For more information on directions and transportation: http://www.gwu.edu/mount-vernon-campus-directions-parking
Top 5 Reasons to go to Middleburg Film Festival
My visit to the 2014 Middleburg Film Festival was my first, but it certainly won't be my last. It was one of the most entertaining, educational, and (even in spite of the hustling and work I had to do as a critic) relaxing film festivals I've been to. Here's my Top 5 Reasons why:
Photo: Salamander Resort & Spa
5. Wine Country and Salamander Resort &Spa
This may look like a glass of local wine and a burger and fries, but it was actually some of the best I've ever had. No joke!

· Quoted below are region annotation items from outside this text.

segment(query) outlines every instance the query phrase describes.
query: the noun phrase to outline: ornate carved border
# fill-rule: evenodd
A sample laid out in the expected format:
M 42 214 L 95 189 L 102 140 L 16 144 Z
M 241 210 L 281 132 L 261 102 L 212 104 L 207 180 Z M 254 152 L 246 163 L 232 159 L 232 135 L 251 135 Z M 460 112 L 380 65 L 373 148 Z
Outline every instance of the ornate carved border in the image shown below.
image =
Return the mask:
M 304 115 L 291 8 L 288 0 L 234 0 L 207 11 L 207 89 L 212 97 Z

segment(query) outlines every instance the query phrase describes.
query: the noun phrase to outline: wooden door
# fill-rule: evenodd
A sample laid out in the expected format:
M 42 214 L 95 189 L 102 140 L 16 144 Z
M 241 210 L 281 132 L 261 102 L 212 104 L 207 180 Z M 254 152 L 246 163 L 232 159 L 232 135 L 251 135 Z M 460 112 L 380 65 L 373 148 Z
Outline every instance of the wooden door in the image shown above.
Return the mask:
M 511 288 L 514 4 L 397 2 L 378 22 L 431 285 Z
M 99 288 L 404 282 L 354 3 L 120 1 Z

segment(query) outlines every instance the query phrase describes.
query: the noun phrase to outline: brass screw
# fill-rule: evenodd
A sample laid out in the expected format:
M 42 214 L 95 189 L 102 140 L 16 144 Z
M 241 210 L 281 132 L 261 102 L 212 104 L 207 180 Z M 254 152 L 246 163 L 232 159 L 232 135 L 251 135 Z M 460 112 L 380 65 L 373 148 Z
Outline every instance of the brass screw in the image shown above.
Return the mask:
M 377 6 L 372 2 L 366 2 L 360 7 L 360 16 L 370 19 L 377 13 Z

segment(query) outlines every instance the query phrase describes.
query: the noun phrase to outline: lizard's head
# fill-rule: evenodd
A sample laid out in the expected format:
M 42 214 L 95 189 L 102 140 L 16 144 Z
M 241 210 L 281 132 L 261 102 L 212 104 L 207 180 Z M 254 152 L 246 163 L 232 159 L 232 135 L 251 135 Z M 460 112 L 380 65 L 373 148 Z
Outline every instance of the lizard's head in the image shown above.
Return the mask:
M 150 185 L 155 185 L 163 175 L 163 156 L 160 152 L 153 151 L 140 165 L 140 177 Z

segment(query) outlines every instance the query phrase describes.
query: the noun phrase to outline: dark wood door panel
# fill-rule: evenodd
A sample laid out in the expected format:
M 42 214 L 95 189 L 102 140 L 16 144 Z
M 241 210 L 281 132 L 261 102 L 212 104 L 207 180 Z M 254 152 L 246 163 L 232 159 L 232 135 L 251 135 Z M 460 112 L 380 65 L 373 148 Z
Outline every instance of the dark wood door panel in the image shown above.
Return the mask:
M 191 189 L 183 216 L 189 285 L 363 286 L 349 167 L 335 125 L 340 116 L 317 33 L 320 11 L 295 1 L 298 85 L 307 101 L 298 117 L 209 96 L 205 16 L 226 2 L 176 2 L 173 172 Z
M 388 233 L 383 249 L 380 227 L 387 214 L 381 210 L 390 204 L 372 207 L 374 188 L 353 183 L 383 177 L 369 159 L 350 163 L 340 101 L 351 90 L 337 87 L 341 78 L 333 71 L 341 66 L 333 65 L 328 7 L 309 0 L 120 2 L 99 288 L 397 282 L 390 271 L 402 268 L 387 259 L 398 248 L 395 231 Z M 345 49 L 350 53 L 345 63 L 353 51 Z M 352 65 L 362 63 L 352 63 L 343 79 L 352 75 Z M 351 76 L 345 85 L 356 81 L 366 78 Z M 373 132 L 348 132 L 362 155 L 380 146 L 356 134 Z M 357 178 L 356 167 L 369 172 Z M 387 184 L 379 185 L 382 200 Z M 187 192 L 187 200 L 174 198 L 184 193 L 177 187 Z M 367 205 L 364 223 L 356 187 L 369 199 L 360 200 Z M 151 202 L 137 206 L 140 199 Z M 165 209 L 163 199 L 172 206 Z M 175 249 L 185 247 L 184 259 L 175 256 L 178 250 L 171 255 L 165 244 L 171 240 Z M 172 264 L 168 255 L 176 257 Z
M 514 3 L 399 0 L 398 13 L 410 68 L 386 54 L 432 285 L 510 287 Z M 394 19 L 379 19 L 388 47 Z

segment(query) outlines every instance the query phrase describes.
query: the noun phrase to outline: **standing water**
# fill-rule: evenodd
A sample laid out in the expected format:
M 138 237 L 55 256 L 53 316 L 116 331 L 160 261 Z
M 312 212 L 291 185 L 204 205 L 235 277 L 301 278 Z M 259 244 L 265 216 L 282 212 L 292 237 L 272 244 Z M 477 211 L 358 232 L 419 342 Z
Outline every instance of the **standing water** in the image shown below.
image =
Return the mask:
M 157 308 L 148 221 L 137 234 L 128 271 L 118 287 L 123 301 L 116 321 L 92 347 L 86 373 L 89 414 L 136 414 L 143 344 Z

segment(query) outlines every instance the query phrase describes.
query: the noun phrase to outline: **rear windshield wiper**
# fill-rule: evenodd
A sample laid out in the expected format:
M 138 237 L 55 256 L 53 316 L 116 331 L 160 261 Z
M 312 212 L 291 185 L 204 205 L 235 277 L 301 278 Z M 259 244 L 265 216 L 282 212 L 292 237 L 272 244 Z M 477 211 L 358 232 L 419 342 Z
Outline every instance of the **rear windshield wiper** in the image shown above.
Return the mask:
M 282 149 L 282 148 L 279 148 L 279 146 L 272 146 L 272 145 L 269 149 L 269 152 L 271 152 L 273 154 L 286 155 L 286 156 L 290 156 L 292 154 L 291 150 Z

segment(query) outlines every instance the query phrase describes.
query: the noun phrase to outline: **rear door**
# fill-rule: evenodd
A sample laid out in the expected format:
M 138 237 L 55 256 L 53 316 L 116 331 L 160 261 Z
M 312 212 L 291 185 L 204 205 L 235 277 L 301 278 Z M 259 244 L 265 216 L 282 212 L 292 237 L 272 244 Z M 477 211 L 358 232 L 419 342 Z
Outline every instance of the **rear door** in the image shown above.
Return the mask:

Just a little over an hour from the most powerful city in the world, Washington D.C., you can find yourself in the mountainous countryside of Middleburg, Virginia. With each mile you move away from the city, you get closer to relaxation. If you’re a big fan of wine, Middleburg has five vineyards within a ten mile radius. I had to have a glass of a local Merlot with a quick bite in between films and it was awesome! The Salamander Resort hosts the film festival each year, and the resort itself is gorgeous. If you’re an equestrian, hiker, wine connoisseur or just in need of a getaway, the festival gives you a chance to do all of these things while seeing great films!
4. Tributes to Industry Leaders
This year, the festival honored three time Academy Award Winner for Costume Design, Colleen Atwood with a Masquerade Ball, and hosted a concert honoring Academy Award Nominated composer Marco Beltrami. If the names Colleen Atwood and Marco Beltrami aren’t familiar to you, google them and you’ll automatically know their work. The fact that the Middleburg Film Festival has taken the time to honor these talented leaders is something you don’t see at most festivals, but should be done more often! Festival Founder Sheila Johnson and Executive Director Susan Koch appreciate the unsung heroes of film, and thus in honoring them they help increase public awareness and appreciation as well.
3. Q&As and Panels
Panel on Film Distribution & Financing
If you want to know more about the making of a film, who better to talk with than its director or producer? The film festival has no shortage of working industry directors, producers, and more on hand for Q&As and panels. For a film geek like me it’s great to see a film and hear about what went in to making it or increase my filmmaking knowledge by sitting in on a panel. The panels give you first hand industry insight into the filmmaking process. (Click here to watch the Panel on Film Distribution & Financing)
Check out the Q&As after "Red Army" and "Low Down" here:
2. Networking
See number 3. In fact, just sitting down at the Salamander bar may give you face time with a producer like Ron Yerxa ("Nebraska", "Low Down") or CEO of Snag Films, Rick Allen. If you are serious about the craft, or a burgeoning filmmaker, this is the place to do be. Please, be smart. Don’t be “that person” that’s trying to push a product and hounding people that come to the festival. However, there’s no question that part of the reason Sheila Johnson founded the festival was to be able to create opportunities for connections to be made and collaborations to evolve amongst filmmakers, producers, and patrons!
1. Films
It always comes back to film! In its two years of existence, the Middleburg Film Festival has exhibited films before they hit theaters. This year I saw great films like "Two Days, One Night", "Red Army", and "Dior and I". Some of the films exhibited at the festival go on to be Academy Award nominees. Which means that Middleburg is on the map as a go to festival for producers, the festival has engaging and entertaining films, and you will likely be among the first to see them! What more can you ask for from a festival?